The majority ruled in a consensus without a formal vote. No minutes were kept.”


The Ethics Committee ran from their responsibilities and kept their meeting and determinations and discussions secret. There was no formal vote. No minutes were kept, and so, in essence, the Ethics Committee never, officially, met.  There was no transparency to this momentous, life and death, decision.  

The Ethics Committee at Methodist Hospital System acted with cowardice, which is defined as failing to act in the face of great difficulty and opposition. Instead, all of the ethical issues and principles, the hours spent in comprehensive educational studies, and years of experience by the members of the committee, were worthless. Instead of fulfilling their role, the Committee silently acquiesced, and the reason for having a medical Ethics Committee in the first place, was thwarted.

We must keep in mind that ethics committees are not intended to be a substitute for the best judgment of a physician.
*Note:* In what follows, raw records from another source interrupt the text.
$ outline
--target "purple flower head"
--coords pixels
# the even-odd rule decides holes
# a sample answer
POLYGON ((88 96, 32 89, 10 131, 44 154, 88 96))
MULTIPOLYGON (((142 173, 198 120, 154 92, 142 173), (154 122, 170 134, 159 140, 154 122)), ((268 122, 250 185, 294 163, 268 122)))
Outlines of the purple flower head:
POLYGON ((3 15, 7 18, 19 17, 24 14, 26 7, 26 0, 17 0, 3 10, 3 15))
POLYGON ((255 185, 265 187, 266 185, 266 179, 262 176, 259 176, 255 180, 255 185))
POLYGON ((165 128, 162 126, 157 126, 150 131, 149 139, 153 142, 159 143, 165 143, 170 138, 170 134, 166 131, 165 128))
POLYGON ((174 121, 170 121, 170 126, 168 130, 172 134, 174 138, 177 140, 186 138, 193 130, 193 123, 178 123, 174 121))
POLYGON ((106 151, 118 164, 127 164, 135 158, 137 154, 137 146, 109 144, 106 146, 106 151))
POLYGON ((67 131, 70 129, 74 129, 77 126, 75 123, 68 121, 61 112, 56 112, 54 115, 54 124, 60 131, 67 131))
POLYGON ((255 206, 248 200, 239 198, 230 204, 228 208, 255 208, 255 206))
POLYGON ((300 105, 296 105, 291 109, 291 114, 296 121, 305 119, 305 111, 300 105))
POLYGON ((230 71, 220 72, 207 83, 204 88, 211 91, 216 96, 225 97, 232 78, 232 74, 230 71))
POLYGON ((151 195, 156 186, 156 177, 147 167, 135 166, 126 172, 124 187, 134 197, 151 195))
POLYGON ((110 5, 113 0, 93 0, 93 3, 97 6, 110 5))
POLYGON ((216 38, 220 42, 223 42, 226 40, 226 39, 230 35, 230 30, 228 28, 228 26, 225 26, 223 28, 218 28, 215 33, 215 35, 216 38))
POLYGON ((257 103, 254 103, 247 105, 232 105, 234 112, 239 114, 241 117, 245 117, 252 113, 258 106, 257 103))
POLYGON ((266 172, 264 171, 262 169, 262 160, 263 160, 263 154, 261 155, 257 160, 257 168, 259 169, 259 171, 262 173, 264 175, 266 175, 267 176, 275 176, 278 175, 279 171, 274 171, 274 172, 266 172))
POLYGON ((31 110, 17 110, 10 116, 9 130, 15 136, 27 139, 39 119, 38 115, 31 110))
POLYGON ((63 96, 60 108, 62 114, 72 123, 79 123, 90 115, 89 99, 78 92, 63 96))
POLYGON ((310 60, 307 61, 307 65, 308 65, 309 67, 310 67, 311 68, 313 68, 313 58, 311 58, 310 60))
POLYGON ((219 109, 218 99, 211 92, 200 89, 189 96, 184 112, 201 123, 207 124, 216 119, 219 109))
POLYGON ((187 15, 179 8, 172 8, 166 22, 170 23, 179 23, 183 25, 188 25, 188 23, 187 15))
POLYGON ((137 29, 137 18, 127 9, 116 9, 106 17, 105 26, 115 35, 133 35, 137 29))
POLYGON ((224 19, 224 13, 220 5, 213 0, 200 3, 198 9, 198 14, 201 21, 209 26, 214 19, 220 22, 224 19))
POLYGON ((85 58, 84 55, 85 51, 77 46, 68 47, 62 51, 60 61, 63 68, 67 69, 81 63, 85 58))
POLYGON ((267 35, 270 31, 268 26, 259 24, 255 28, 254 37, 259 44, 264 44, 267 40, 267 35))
The opinions of physicians are not subjugated to ethics committees.

The Hospital Ethics Committee’s role is to inform the decision making process by providing an intelligent and well thought out review of the bioethical issues and applicable ethical principals and legal mandates that must be taken into consideration. Instead, the Ethics Committee of Methodist Hospital System backed away from the task.  They could not ethically or legally justify ignoring the patient’s clearly stated directives. Dr DeBakey’s wife insisted, and his physicians wanted, that surgery should be performed.

This case is an illustration of conflict of interest, family confusion and anger and the need for forthright and consistent application of clinical bioethics experience for the benefit of all patients.

Dr. DeBakey had the “fundamental right,” no different than his right of freedom of speech or his freedom of religion, to determine what treatment he would choose to receive or reject. By issuing a written health directive, and repeating that directive to his physician, he also chose to exercise his fundamental right to receive or reject surgery.